Segundo estudos da Academia Americana de Pediatria, 75% das crianças com menos de um ano têm contato, em média, 1 hora e 54 minutos com conteúdos audiovisuais e que crianças com menos de três anos já assistem desenhos animados em dispositivos móveis manipulando tablets ou celulares com movimentos interativos à procura de seus personagens favoritos.

Diante deste contexto surgem inúmeras pesquisas científicas sobre o uso intensivo de mídias digitais para a saúde das crianças e adolescentes e os impactos nos processos de crescimento, desenvolvimento mental e intelectual, hábitos de vida saudável ou potencialmente danosos e até mesmo as influências sobre o comportamento social de adultos.
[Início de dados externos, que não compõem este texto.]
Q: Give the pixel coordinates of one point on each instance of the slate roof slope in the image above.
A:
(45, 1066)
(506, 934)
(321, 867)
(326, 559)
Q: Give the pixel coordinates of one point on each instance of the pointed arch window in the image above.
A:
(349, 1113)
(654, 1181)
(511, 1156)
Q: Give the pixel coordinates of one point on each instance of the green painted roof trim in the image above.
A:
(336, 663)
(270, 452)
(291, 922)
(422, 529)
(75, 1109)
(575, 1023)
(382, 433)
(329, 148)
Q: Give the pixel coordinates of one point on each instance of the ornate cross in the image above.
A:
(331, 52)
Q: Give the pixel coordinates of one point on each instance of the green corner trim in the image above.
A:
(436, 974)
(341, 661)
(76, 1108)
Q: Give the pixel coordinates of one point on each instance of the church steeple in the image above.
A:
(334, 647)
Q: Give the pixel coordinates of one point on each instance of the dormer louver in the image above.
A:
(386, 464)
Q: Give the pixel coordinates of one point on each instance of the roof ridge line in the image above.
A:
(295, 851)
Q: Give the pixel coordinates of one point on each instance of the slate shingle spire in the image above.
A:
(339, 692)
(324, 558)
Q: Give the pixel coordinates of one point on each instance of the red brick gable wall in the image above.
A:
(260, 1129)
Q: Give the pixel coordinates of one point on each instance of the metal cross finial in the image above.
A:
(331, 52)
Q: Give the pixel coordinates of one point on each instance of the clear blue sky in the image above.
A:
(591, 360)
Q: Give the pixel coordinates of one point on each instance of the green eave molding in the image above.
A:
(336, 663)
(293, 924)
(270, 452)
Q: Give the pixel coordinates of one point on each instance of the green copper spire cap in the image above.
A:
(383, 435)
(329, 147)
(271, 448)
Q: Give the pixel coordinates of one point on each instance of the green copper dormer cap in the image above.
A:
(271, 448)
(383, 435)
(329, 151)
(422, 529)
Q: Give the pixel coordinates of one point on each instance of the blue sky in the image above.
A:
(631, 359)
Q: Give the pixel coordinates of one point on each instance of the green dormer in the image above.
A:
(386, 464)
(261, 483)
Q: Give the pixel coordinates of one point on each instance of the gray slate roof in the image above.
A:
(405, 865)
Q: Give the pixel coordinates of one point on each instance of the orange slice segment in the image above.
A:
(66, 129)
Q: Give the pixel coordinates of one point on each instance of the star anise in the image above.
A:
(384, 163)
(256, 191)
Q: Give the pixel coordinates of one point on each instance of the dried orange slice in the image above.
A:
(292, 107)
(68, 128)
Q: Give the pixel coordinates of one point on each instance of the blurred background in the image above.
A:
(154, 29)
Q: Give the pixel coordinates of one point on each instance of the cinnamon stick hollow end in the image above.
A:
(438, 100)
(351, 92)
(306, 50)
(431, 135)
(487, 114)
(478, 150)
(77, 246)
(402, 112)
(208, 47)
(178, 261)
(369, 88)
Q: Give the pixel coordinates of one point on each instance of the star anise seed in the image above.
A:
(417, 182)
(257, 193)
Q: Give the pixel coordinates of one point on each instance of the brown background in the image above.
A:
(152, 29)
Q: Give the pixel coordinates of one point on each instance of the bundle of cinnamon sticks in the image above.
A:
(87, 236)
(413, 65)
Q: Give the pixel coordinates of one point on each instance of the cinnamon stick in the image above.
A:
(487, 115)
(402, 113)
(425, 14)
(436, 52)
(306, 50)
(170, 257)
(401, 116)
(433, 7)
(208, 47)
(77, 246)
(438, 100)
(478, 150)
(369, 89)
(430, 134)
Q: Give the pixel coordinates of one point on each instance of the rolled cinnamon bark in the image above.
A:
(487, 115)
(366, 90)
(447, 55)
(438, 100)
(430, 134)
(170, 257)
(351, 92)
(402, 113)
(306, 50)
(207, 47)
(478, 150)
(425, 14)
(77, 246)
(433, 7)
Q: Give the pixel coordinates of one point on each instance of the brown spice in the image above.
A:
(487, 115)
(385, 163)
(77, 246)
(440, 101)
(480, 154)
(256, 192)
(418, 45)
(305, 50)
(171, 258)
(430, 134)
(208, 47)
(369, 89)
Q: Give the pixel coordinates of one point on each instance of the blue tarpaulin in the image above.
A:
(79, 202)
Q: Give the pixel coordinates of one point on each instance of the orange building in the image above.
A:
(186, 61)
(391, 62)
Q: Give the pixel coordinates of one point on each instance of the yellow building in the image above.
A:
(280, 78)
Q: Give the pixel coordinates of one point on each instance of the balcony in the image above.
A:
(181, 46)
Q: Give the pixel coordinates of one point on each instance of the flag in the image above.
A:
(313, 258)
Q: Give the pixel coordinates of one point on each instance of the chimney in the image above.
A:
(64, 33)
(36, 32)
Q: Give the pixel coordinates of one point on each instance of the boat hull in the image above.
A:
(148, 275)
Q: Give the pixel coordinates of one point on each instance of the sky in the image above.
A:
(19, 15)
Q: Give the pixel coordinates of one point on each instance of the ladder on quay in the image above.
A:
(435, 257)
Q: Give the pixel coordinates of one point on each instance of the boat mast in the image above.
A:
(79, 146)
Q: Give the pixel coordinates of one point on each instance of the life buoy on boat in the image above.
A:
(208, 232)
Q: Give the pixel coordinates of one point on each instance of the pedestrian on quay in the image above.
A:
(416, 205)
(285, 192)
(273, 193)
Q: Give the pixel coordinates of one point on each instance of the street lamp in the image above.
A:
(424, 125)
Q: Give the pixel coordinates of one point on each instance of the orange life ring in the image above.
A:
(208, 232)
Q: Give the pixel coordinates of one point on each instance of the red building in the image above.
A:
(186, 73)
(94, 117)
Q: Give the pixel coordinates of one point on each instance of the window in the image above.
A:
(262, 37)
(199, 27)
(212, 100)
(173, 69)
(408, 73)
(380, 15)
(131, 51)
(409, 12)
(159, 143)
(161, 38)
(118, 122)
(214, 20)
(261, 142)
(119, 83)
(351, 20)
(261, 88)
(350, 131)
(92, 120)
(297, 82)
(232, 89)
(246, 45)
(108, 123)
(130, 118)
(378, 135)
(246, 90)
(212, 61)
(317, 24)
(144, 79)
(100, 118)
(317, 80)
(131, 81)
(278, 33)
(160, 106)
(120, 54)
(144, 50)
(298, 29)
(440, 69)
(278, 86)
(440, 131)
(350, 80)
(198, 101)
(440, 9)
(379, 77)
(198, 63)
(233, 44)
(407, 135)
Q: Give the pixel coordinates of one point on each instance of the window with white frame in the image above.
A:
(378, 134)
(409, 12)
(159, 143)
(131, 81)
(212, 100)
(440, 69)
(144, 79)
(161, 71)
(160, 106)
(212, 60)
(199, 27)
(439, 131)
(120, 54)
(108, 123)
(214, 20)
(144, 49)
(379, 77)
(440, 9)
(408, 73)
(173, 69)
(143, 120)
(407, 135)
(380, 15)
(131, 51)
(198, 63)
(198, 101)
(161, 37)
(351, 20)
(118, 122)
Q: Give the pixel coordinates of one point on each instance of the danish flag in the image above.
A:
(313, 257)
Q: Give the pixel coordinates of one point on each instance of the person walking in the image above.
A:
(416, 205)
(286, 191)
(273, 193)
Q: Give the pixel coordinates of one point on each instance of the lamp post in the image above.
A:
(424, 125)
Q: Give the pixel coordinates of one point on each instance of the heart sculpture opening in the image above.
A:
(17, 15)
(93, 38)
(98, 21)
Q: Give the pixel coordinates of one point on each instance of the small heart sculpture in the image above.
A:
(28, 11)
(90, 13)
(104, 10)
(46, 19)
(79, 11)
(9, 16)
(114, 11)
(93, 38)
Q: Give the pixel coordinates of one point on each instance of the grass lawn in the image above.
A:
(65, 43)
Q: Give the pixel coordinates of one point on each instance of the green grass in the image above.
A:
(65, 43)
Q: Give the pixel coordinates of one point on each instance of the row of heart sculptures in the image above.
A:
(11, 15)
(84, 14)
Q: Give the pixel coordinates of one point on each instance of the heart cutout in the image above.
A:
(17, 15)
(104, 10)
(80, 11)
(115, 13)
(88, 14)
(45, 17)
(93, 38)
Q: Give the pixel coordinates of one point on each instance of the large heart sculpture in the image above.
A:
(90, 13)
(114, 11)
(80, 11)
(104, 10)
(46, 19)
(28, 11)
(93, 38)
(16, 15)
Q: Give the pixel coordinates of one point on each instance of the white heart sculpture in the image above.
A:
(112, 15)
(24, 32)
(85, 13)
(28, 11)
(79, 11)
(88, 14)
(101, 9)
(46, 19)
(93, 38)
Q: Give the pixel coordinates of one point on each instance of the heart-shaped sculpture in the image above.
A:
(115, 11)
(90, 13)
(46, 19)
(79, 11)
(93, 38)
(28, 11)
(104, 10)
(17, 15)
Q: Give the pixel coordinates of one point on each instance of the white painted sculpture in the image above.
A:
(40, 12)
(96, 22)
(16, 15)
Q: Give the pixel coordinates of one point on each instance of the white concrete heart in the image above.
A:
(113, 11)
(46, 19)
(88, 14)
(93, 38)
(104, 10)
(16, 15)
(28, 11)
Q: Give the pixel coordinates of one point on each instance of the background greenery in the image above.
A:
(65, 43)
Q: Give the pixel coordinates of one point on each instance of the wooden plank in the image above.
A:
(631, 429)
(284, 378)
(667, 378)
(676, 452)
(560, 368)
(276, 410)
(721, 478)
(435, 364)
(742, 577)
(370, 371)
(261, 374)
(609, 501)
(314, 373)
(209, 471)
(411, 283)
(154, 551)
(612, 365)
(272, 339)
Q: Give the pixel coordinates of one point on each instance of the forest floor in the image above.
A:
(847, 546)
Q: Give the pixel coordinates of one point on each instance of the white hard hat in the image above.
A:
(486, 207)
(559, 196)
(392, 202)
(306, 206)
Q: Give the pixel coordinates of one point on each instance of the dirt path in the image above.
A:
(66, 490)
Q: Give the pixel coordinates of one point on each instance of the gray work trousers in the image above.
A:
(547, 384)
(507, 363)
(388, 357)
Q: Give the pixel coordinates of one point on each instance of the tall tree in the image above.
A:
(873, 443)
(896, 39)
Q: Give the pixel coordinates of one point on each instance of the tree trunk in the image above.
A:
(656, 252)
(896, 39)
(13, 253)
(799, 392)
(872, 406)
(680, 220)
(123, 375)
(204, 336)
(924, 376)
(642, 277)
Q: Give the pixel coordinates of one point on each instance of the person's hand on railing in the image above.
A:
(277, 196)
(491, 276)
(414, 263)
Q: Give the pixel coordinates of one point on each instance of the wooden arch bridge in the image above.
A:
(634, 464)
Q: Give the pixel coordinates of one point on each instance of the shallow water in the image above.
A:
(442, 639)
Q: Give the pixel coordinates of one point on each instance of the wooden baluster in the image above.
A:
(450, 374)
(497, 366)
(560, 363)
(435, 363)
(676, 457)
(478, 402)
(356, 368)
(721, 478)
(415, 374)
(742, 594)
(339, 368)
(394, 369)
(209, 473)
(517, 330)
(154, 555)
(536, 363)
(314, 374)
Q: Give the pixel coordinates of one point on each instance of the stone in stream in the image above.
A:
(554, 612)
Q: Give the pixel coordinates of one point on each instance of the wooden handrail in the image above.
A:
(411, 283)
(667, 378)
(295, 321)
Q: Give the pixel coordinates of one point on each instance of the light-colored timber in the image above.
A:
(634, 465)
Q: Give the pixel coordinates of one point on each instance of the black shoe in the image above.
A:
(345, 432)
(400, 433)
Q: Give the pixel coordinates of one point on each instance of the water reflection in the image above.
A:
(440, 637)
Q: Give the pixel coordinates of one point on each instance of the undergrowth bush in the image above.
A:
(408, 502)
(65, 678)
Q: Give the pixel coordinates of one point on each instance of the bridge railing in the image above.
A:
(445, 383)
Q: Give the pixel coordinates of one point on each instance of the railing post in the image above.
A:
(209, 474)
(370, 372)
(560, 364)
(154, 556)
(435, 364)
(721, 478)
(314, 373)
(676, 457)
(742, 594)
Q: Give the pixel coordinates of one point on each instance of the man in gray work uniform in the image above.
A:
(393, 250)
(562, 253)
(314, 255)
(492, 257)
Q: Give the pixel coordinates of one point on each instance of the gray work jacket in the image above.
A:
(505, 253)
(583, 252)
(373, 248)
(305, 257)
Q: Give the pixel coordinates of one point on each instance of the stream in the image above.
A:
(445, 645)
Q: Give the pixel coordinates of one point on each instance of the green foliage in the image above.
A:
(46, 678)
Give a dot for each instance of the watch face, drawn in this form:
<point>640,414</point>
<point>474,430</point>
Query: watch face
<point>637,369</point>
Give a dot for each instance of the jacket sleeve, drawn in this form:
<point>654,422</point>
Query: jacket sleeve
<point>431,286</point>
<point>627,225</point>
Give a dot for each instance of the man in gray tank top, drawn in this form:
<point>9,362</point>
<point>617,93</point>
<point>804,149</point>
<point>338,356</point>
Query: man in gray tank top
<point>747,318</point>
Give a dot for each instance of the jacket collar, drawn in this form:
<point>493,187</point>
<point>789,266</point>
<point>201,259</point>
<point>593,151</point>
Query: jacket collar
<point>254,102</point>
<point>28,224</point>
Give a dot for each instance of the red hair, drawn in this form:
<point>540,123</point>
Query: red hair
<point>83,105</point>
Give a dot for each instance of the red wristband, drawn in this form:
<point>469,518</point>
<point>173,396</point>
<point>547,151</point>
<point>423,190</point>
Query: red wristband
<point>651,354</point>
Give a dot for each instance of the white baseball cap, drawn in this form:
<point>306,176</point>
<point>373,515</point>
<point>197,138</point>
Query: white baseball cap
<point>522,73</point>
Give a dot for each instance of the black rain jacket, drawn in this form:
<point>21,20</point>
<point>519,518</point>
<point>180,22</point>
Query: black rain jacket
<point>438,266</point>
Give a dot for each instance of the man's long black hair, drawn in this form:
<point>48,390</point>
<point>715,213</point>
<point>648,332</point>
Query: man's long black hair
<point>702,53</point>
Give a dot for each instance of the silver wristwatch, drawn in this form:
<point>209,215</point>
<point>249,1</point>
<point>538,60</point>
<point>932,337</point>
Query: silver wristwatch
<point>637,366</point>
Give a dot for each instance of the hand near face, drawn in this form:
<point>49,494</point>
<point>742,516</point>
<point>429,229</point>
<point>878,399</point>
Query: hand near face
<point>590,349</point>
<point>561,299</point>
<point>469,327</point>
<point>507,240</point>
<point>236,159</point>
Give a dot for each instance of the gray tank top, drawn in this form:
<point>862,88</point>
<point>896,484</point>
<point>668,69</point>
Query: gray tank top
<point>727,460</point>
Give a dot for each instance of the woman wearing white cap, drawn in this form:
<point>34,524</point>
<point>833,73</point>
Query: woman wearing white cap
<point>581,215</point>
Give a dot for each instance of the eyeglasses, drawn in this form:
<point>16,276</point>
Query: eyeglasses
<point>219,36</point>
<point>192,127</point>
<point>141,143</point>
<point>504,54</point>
Há um bom tempo os estudiosos das Tecnologias Digitais da Informação e Comunicação têm se debruçado nas investigações acerca do aparecimento de fenômenos preocupantes que estão relacionados às crianças/adolescentes e mídias digitais. Cyberbullying, pedofilia, exploração e abuso sexual têm sido tratados de forma séria e campanhas sociais têm sido desenvolvidas para alertar estes menores e principalmente os pais para os riscos eminentes deste mundo online.

Nesta semana, a sociedade abriu os olhos para este problema, que, como dito no início deste artigo, já tem sido investigado por pesquisadores de todo mundo, por causa das mortes decorrentes do desafio da Baleia Azul. Foram inúmeras as manchetes de jornais e reportagens televisivas. É como se o mundo acordasse para um problema que está aí e ninguém nunca quis perceber!

Como o próprio título diz isto é apenas a ‘cauda da baleia’, fazendo uma analogia à ponta do iceberg. Este é apenas um dos inúmeros jogos mortais que existem na internet, que ganhou repercussão midiática e tem sido alvo de discussão. O que, infelizmente, logo será esquecido pela imprensa. E o questionamento que deve ser feito é: como tratar esta relação crianças/adolescentes e mídias sociais de forma a utilizar as potencialidades da rede e ao mesmo tempo proteger os menores?

Sabe-se que inicialmente o grande desafio era proporcionar o acesso a internet e as novas mídias à população, principalmente a carente. Superada esta barreira, a grande proposta atual é como capacitar a sociedade para a utilização da tecnologia. Como romper a barreira da exclusão digital que está atrelada a exclusão social? Como impedir que crianças e adolescentes que são vulneráveis à violência, ao abuso sexual, à pedofilia no cotidiano, sejam vítimas também no universo online?

Espera-se que o desafio da Baleia Azul, que ganhou repercussão midiática, possa ter efeitos práticos na transformação de uma sociedade que, na minha avaliação, está deslumbrada diante das tecnologias e de forma apática não está fazendo as reflexões e críticas necessárias para a sua utilização. O que se assiste é um uso desordenado pelas crianças e adolescentes sem acompanhamento dos pais ou cuidadores, o que tem resultados em problemas de toda ordem e até mesmo piores que os divulgados pela mídia nesta semana.

A Declaração de Genebra é muito clara ao dizer que construir uma sociedade da informação voltada para as pessoas, inclusiva e orientada para o desenvolvimento, pressupõe análise crítica dos processos, para que todos possam criar, acessar, compartilhar informações e conhecimentos com enfoque na melhoria das condições de vida e respeitando plenamente a Declaração Universal dos Direitos Humanos. Será que a sociedade está começando a abrir os olhos para isto? Muito mais que baleias há tubarões, que estão destruindo o futuro destas crianças.